Penn Discourse Treebank Version 3.0
VAST Chinese Speech and Transcripts

___________________________________________________________

Call for Papers

The 9^th Language & Technology Conference (LTC 2019) will take place on May 17-19, 2019 at the Adam Mickiewicz University in Poznań, Poland. LTC addresses Human Language Technologies as a challenge for computer science, linguistics and related fields. Conference papers are due next week on Wednesday, March 20, 2019 (midnight, any time zone). For more information, visit the conference webpage.

The 12^th Conference on Language Resources and Evaluation (LREC 2020) will take place on May 13-15, 2020 at the Palais du Pharo in Marseille, France. LREC aims to provide an overview of the state-of-the-art, explore new R&D directions and emerging trends, and exchange information regarding language resources and their applications, evaluation methodologies and tools. Conference papers are due by November 25, 2019. For more information, including conference topics, visit the conference webpage.

New Publications:

(1) CALLFRIEND Egyptian Arabic Second Edition was developed by LDC and consists of approximately 25 hours of unscripted telephone conversations between native speakers of Egyptian Arabic.
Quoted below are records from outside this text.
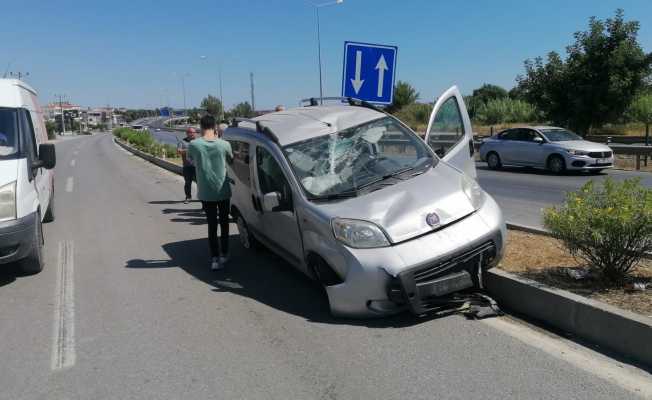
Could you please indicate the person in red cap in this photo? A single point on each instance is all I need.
(188, 165)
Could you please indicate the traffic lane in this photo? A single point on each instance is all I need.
(27, 305)
(152, 318)
(522, 193)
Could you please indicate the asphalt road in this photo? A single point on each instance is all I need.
(523, 192)
(141, 316)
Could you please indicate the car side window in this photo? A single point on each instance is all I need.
(528, 135)
(240, 164)
(271, 178)
(509, 135)
(447, 129)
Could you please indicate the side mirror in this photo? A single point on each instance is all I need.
(47, 156)
(271, 201)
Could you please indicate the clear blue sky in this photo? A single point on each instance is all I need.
(127, 53)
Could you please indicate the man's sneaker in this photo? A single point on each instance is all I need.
(215, 264)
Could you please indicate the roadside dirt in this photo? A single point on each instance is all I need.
(544, 259)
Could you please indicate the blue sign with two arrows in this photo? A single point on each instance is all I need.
(369, 71)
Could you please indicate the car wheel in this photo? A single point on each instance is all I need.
(49, 214)
(493, 161)
(556, 164)
(246, 238)
(33, 263)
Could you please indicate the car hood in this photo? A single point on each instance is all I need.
(583, 145)
(8, 171)
(401, 209)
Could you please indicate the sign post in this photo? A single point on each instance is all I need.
(369, 71)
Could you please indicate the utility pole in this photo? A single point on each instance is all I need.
(19, 75)
(221, 98)
(63, 118)
(251, 79)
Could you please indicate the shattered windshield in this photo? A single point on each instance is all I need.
(348, 160)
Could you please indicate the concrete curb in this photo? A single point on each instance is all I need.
(528, 229)
(617, 330)
(177, 169)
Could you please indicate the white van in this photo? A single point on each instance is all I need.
(26, 176)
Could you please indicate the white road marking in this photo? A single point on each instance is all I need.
(63, 344)
(623, 375)
(69, 184)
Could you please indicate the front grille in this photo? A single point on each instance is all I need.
(600, 154)
(407, 288)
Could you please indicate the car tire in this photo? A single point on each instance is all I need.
(49, 214)
(247, 240)
(33, 263)
(556, 164)
(493, 161)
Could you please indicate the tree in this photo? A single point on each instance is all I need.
(488, 92)
(404, 94)
(212, 105)
(641, 110)
(242, 110)
(603, 71)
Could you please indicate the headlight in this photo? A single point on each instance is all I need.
(578, 152)
(473, 191)
(8, 202)
(359, 234)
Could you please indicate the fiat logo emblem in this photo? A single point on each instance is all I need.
(432, 219)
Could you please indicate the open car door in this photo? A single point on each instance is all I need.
(449, 132)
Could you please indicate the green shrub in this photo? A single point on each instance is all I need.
(506, 110)
(609, 227)
(144, 141)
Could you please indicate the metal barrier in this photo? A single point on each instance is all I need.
(640, 152)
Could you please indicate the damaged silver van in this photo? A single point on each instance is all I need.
(353, 198)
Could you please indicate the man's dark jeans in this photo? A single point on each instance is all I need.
(211, 209)
(188, 177)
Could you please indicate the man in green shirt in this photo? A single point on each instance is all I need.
(210, 155)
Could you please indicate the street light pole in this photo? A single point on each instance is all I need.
(317, 7)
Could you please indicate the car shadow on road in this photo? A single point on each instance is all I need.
(263, 277)
(193, 215)
(537, 171)
(9, 273)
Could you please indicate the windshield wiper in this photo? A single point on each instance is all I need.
(334, 196)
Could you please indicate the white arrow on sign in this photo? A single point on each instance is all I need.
(357, 82)
(381, 67)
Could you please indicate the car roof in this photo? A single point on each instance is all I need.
(302, 123)
(537, 127)
(10, 92)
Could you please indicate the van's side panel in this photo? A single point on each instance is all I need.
(27, 200)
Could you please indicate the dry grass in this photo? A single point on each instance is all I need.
(544, 259)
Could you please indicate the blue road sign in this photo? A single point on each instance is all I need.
(369, 71)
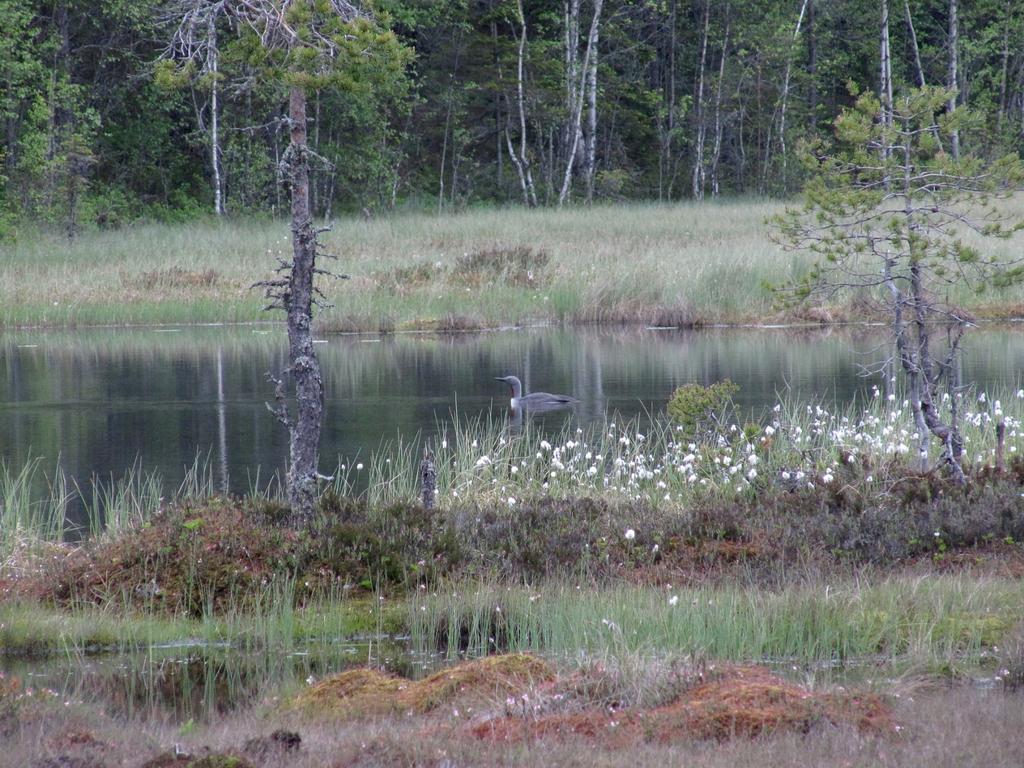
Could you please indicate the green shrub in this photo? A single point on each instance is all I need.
(695, 408)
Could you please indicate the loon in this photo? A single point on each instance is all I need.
(536, 400)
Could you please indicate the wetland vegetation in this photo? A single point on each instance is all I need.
(644, 570)
(643, 263)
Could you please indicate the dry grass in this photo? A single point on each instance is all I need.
(658, 264)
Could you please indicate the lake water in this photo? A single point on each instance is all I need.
(99, 401)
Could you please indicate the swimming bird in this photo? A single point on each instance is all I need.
(535, 400)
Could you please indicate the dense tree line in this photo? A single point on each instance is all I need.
(118, 109)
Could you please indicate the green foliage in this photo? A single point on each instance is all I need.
(695, 407)
(417, 99)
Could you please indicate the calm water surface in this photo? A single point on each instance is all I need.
(98, 401)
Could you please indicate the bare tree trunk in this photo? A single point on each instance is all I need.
(521, 160)
(717, 153)
(784, 99)
(572, 84)
(669, 99)
(918, 69)
(1005, 68)
(448, 125)
(698, 169)
(590, 152)
(812, 67)
(953, 83)
(576, 116)
(885, 67)
(499, 126)
(303, 366)
(218, 206)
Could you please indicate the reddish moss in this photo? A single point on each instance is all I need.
(366, 692)
(738, 701)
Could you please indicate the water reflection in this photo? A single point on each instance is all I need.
(99, 400)
(198, 681)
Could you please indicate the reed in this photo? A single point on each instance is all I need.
(913, 621)
(660, 264)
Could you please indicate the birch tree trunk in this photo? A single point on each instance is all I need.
(716, 154)
(1005, 68)
(668, 127)
(576, 116)
(885, 68)
(918, 69)
(213, 65)
(590, 150)
(784, 98)
(698, 169)
(953, 82)
(520, 160)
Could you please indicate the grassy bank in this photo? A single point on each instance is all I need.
(671, 265)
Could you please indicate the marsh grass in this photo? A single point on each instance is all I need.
(28, 516)
(658, 264)
(940, 620)
(795, 445)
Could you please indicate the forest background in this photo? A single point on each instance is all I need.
(475, 102)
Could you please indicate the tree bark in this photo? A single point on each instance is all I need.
(668, 128)
(213, 64)
(1005, 68)
(885, 68)
(785, 89)
(303, 366)
(717, 152)
(698, 169)
(521, 160)
(918, 69)
(577, 92)
(590, 147)
(953, 82)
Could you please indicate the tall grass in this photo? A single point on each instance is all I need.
(663, 264)
(797, 444)
(28, 516)
(914, 620)
(34, 507)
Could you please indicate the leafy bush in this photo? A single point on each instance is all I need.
(696, 408)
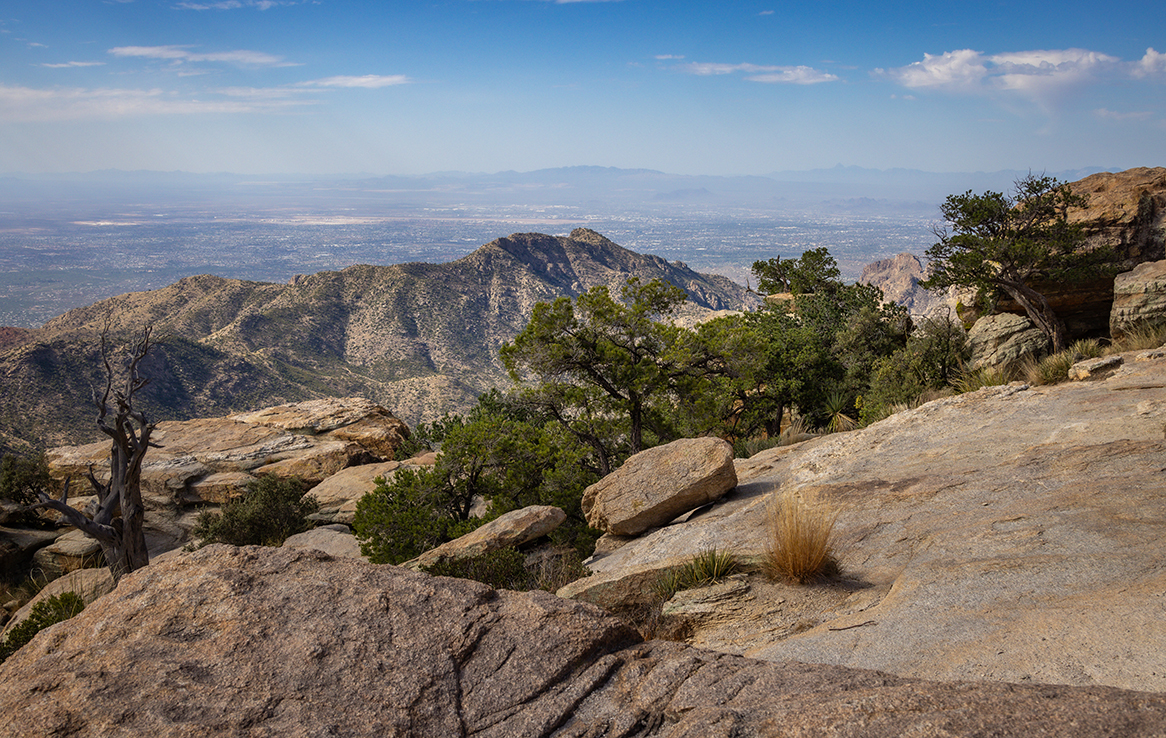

This second edition updates the audio files to wav format, simplifies the directory structure and adds documentation and metadata. The first edition is available as CALLFRIEND Egyptian Arabic (LDC96S49).

All data was collected before July 1997. Participants could speak with a person of their choice on any topic; most called family members and friends. All calls originated in North America. The recorded conversations last up to 30 minutes.

CALLFRIEND Egyptian Arabic Second Edition is distributed via web download.

2019 Subscription Members will automatically receive copies of this corpus. 2019 Standard Members may request a copy as part of their 16 free membership corpora. Non-members may license this data for a fee.

(2) Penn Discourse Treebank Version 3.0 is the third release in the Penn Discourse Treebank project, the goal of which is to annotate the Wall Street Journal (WSJ) section of Treebank-2 (LDC95T7) with discourse relations. Penn Discourse Treebank Version 2 (LDC2008T05) contains over 40,600 tokens of annotated relations. In Version 3, an additional 13,000 tokens were annotated, certain pairwise annotations were standardized, new senses were included and the corpus was subject to a series of consistency checks.

This corpus contains two tools: (1) The Annotator, used for annotation and adjudication, and which can also be used for viewing the corpus; and (2) The Conversion Tool for converting Version 2 annotation files into the Version 3 format.

The documentation directory contains a manual describing what is new in Version 3 and how Version 3 differs from Version 2; the methods and guidelines used in annotating PDTB Version 3; and a range of statistics on the tokens, including the frequency of each connective, its sense labels and its modifiers. More information about the corpus and research carried out by the developers and others using the corpus can be found on the PDTB website.

Penn Discourse Treebank Version 3.0 is distributed via web download.

(3) VAST Chinese Speech and Transcripts was developed by LDC for the VAST (Video Annotation for Speech Technologies) project and is comprised of approximately 29 hours of Mandarin Chinese audio extracted from amateur video content harvested from the web and corresponding time-aligned transcripts.

Audio files were transcribed using XTrans, which supports manual transcription across multiple channels, languages and platforms. Transcribers followed a Quick-Rich Transcription style; transcription guidelines are included in this release.

The aim of the VAST project was to collect and annotate data in several languages to support the development of speech technologies such as speech activity detection, language identification, speaker identification, and speech recognition.

VAST Chinese Speech and Transcripts is distributed via web download.